THUD - Troubleshooting Hyperion Under Duress: August 2016

August 30, 2016

Automate Deleting Taskflow Log

We use HFM taskflows. A lot. When a taskflow runs it generates log information so you can check on the status of the execution and examine any errors to effect remediation.

But like the EPMA logs, these log entries stay around forever until you delete them. On the Task Flow Status page you see each task flow status on a line with a check box. To delete a log entry you click the check box to select the entry and click the Delete button. Child's play.

Since these are check boxes you would think, as a standard GUI practice, you could check multiple boxes and click the delete button to delete multiple log records. You would be wrong. You have to select the log records one at a time to delete them. Isn't that convenient?

So if you don't constantly do maintenance you wind up with a bunch of useless information in your log viewer. Searches take longer and if you want to delete entries it takes a lot of time to complete. What's a mother to do?

Analysis

We use the taskflows to monkey with our HFM applications. Taskflows are found in the Consolidation Administration tab so you might think the information for taskflows is in the HFM table. But we can also do EPMA related things like run data synchronizations and redploy applications. So where do we find the tables that manage the taskflows and logs?
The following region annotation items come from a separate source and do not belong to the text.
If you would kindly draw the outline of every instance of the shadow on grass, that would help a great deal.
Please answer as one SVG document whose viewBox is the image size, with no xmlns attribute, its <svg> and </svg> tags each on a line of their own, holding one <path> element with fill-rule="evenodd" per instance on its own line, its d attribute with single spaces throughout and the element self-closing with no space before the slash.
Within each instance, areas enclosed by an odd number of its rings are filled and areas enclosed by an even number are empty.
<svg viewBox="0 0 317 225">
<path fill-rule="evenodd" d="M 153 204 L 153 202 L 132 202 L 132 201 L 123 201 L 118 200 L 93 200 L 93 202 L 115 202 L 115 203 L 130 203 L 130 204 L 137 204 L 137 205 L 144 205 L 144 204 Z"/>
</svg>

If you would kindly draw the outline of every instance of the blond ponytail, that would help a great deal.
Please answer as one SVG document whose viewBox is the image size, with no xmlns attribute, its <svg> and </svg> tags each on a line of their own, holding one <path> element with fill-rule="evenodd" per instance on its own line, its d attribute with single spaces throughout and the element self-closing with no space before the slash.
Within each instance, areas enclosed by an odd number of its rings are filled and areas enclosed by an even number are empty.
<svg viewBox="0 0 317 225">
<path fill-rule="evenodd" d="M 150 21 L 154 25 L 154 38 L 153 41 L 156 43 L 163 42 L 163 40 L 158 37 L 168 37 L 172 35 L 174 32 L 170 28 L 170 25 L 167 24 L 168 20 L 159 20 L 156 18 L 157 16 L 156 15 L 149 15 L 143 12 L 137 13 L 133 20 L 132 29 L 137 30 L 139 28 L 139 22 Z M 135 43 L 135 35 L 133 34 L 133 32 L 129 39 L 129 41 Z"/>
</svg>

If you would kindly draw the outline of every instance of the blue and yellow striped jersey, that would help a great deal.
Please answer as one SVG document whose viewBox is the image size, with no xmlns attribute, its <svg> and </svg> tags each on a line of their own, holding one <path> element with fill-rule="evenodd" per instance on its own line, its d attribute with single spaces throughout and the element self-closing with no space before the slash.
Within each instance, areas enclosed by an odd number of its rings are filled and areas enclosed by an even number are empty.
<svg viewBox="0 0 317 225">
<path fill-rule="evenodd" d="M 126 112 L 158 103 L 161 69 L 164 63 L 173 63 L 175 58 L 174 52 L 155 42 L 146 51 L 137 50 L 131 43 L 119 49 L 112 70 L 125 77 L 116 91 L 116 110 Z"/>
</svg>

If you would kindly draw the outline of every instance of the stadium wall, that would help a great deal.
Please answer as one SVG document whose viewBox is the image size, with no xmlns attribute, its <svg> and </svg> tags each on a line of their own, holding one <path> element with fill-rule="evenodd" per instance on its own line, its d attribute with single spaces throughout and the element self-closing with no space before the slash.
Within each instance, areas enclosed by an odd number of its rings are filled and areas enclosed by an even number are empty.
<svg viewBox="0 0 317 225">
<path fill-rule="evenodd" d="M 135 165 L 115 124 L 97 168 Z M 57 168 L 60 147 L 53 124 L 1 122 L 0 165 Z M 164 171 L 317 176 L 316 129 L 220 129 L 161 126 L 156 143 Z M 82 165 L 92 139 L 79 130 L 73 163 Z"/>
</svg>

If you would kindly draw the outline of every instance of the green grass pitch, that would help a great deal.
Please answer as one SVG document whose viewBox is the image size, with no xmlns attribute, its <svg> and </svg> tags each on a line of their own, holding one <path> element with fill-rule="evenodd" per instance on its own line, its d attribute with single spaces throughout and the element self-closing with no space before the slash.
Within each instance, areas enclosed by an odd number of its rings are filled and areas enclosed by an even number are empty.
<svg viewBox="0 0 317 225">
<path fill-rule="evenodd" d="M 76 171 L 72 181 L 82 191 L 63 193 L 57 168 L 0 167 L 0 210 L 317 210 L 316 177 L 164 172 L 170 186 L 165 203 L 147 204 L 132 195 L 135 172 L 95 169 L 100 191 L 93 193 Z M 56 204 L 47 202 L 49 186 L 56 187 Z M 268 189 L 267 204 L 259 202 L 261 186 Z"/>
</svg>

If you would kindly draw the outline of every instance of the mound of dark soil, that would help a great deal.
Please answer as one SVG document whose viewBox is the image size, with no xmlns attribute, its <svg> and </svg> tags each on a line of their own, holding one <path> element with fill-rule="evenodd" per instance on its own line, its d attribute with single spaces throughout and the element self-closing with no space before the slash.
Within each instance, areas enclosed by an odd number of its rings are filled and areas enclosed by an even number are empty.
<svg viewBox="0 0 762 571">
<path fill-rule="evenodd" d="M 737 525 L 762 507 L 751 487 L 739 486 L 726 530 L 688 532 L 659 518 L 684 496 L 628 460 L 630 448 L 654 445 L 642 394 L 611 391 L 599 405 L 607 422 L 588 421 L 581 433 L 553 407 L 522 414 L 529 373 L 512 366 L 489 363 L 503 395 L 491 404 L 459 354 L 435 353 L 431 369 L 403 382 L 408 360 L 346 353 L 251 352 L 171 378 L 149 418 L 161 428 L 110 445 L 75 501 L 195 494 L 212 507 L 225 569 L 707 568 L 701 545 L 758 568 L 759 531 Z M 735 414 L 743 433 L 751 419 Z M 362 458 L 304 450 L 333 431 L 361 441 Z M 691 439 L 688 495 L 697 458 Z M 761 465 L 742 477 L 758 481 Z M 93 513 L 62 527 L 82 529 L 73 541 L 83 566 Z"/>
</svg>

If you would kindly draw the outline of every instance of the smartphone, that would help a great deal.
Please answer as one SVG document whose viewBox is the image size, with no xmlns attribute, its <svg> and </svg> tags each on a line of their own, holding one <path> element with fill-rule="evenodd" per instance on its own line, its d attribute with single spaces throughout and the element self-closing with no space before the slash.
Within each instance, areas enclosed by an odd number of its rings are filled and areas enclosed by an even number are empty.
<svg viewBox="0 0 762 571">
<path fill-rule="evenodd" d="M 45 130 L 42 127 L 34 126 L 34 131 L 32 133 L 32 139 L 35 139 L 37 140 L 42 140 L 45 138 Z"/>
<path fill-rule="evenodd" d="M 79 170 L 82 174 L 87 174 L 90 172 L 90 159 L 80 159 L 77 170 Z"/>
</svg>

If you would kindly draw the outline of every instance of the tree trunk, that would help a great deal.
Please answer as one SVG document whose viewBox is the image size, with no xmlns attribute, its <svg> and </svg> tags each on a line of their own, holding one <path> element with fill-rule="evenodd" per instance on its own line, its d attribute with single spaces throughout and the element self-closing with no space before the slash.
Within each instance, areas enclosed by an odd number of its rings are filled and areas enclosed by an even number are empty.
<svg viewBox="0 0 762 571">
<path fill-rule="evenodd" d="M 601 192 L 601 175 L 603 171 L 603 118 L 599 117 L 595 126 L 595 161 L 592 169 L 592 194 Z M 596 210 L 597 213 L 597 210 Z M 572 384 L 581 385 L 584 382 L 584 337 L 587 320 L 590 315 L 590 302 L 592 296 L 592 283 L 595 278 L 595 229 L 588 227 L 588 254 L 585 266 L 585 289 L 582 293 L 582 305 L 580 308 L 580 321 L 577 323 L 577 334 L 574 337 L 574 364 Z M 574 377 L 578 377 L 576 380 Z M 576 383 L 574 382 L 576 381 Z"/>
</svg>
In the Shared Services database, of course.

It took me some digging to figure that out, but the first clue was finding a table named [ces_wf_instances]. SELECTing from that tables shows the field process_name with the names of my taskflows. Other useful fields include starttime, a datetime field that we will use to find all the old log entries, and workflow_id and taskid which are used as references to other tables. workflow_id is the taskid with the string "wf-" as a prefix. workflow_id is also part of the primary key so it is unique across the tables.

The nice thing is that taskid values are always in ascending order. I don't have any way to prove this but I suspect that taskid is based at least in part the datetime of the activity. This means that when we process the other tables we can define a cutoff date, find the first taskid in the [ces_wf_instances] for that date, then delete anything that has a taskid less than that. The not so nice thing is that in all the other tables the taskid field is named task_id.

What other tables will we process? There are 13 tables with the ces_ prefix but some of them are empty and others are unrelated to logging. The [ces_tasks] table lists tasks within the taskflow, [ces_messages] contains more detailed messages about the task. Both tables contain a field named objectvalue which is an image blob. This is a large hex string that gets processed to show its part of the workflow status. Both of these tables are referenced by task_id which, like in [ces_wf_instances], is sequential, so we can still use the strategy of deleting records less than the target task_id.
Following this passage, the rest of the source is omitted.